Even after long-term mortgage interest rates plunged to an almost 18-month low last week, there was no positive effect on the number of home purchase applications, according to the Mortgage Bankers Assocation. The rock-bottom rates did however push refinance applications higher.
Rates fell as worried investors turned to bonds, said MBA chief economist Mike Frantantoni in a statement. “Continuing concerns about weak economic growth in Europe and a few U.S. economic indicators that came in below expectations caused a flight to quality into U.S. Treasurys last week, leading to sharp drops in interest rates. Mortgage rates have fallen close to 30 basis points over the last four weeks.”

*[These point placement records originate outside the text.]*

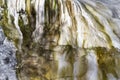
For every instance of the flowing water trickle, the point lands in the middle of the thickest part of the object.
(64, 39)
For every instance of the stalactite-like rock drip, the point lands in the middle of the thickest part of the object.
(64, 39)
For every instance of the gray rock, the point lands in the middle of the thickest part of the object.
(7, 58)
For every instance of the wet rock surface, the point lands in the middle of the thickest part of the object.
(7, 58)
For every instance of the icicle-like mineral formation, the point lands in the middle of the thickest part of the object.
(64, 39)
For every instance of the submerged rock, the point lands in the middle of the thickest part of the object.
(61, 39)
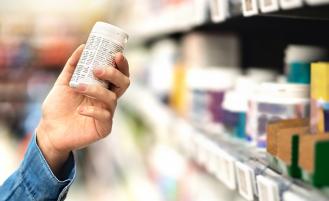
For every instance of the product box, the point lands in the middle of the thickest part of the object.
(288, 150)
(272, 131)
(313, 159)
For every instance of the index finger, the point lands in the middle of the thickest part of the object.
(122, 64)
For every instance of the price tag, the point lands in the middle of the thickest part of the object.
(249, 7)
(200, 11)
(316, 2)
(267, 6)
(246, 180)
(291, 4)
(217, 162)
(268, 190)
(228, 163)
(290, 196)
(219, 10)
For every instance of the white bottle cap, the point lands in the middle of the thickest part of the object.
(111, 32)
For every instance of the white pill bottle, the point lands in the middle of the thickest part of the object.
(104, 41)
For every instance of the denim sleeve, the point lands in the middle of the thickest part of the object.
(34, 180)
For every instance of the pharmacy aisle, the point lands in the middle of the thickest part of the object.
(232, 90)
(228, 98)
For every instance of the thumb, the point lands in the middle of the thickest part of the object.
(68, 70)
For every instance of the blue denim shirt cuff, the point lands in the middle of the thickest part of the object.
(40, 180)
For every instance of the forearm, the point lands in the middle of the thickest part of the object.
(54, 157)
(34, 179)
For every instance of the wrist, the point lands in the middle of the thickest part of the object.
(55, 157)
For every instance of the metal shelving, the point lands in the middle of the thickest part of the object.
(237, 164)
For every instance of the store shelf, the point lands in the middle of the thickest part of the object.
(171, 23)
(237, 164)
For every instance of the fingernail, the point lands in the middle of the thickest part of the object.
(82, 87)
(98, 71)
(121, 57)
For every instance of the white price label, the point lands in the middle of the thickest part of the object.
(316, 2)
(268, 190)
(290, 196)
(249, 7)
(291, 4)
(228, 163)
(217, 163)
(246, 180)
(267, 6)
(219, 10)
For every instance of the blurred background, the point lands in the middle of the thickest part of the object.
(184, 56)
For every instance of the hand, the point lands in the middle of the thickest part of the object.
(70, 119)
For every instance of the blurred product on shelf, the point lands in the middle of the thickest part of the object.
(260, 75)
(313, 154)
(235, 104)
(164, 54)
(298, 59)
(320, 97)
(200, 49)
(223, 9)
(272, 102)
(283, 144)
(207, 87)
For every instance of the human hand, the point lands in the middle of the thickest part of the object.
(74, 118)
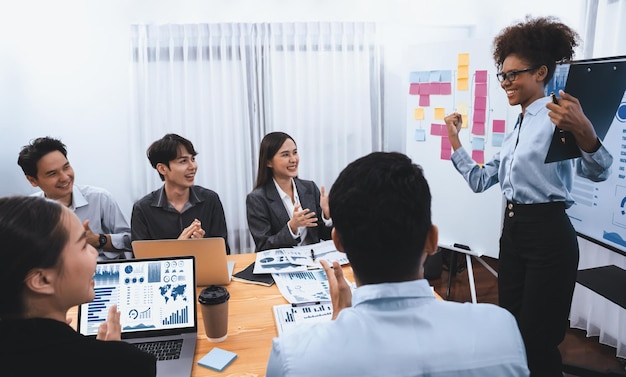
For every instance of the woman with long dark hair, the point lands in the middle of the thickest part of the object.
(48, 268)
(283, 210)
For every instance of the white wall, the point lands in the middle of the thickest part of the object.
(64, 65)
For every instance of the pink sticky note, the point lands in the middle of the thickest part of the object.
(446, 148)
(478, 156)
(498, 125)
(481, 76)
(438, 129)
(481, 89)
(480, 103)
(435, 88)
(479, 116)
(478, 128)
(445, 88)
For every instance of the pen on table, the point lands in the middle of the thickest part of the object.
(556, 102)
(299, 304)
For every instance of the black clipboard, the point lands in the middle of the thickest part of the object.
(599, 86)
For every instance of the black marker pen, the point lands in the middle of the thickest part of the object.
(556, 102)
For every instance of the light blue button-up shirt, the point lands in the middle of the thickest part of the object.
(401, 329)
(519, 166)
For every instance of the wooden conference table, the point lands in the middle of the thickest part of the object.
(251, 325)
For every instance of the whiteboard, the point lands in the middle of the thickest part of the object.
(462, 216)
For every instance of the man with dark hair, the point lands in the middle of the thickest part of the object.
(393, 325)
(179, 209)
(44, 162)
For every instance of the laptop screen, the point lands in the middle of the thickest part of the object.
(151, 295)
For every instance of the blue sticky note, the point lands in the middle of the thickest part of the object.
(478, 143)
(217, 359)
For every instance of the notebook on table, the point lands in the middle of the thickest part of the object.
(212, 268)
(156, 298)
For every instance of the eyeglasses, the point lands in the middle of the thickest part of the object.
(512, 75)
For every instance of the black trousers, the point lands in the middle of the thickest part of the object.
(538, 264)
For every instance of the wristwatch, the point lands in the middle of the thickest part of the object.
(102, 240)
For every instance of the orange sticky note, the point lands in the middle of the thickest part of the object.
(463, 72)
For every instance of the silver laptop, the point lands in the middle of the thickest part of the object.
(157, 301)
(212, 267)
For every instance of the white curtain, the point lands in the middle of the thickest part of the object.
(224, 86)
(324, 90)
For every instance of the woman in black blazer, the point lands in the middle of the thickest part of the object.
(49, 268)
(283, 210)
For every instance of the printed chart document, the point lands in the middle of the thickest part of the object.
(298, 258)
(303, 287)
(288, 316)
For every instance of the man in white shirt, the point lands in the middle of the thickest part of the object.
(44, 162)
(393, 325)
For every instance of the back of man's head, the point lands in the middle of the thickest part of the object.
(31, 154)
(380, 206)
(166, 148)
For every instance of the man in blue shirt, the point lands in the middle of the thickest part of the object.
(44, 162)
(179, 209)
(392, 325)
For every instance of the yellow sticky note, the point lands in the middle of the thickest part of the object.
(440, 113)
(418, 113)
(462, 108)
(462, 84)
(463, 72)
(463, 59)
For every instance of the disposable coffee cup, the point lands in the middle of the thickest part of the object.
(214, 305)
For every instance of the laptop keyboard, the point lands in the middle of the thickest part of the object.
(163, 350)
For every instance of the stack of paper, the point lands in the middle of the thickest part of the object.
(297, 259)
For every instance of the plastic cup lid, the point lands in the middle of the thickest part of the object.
(213, 294)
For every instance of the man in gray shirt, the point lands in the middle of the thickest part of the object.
(44, 162)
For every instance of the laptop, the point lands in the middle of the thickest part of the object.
(156, 298)
(212, 268)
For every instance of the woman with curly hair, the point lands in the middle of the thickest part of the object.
(538, 247)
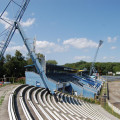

Mortgage giant Freddie Mac reported that the average interest rate on a 30-year conventional fixed rate mortgage sank to 3.97 percent, excluding fees, down from 4.12 percent the week before. That’s the first time the 30-year has averaged under 4.0 percent in more than a year.
As a result, homeowners rushed to the mortgage table to cash in on those lower rates, with refinance applications skyrocketing up 23 percent in the week ended October 17, 2014. That helped the refinance share of applications move up to 65 percent of the total. The average loan balance for refinance applications also climbed to its highest point on record at $306,400. The MBA suggests that it is mostly the nation’s wealthier homeowners that are taking advantage of lower rates.
Applications for home loans to purchase a home fell however by 5 percent during the past week, showing that interest rates are certainly not the most important factor in pushing home sales back up. Inventory and credit availability for those in the lower and medium-price ranges have been the biggest limiting issues for the past few months. Finance regulators approved new mortgage regulations this week though designed to encourage more private investment in the home loan market which may help to loosen credit in the future.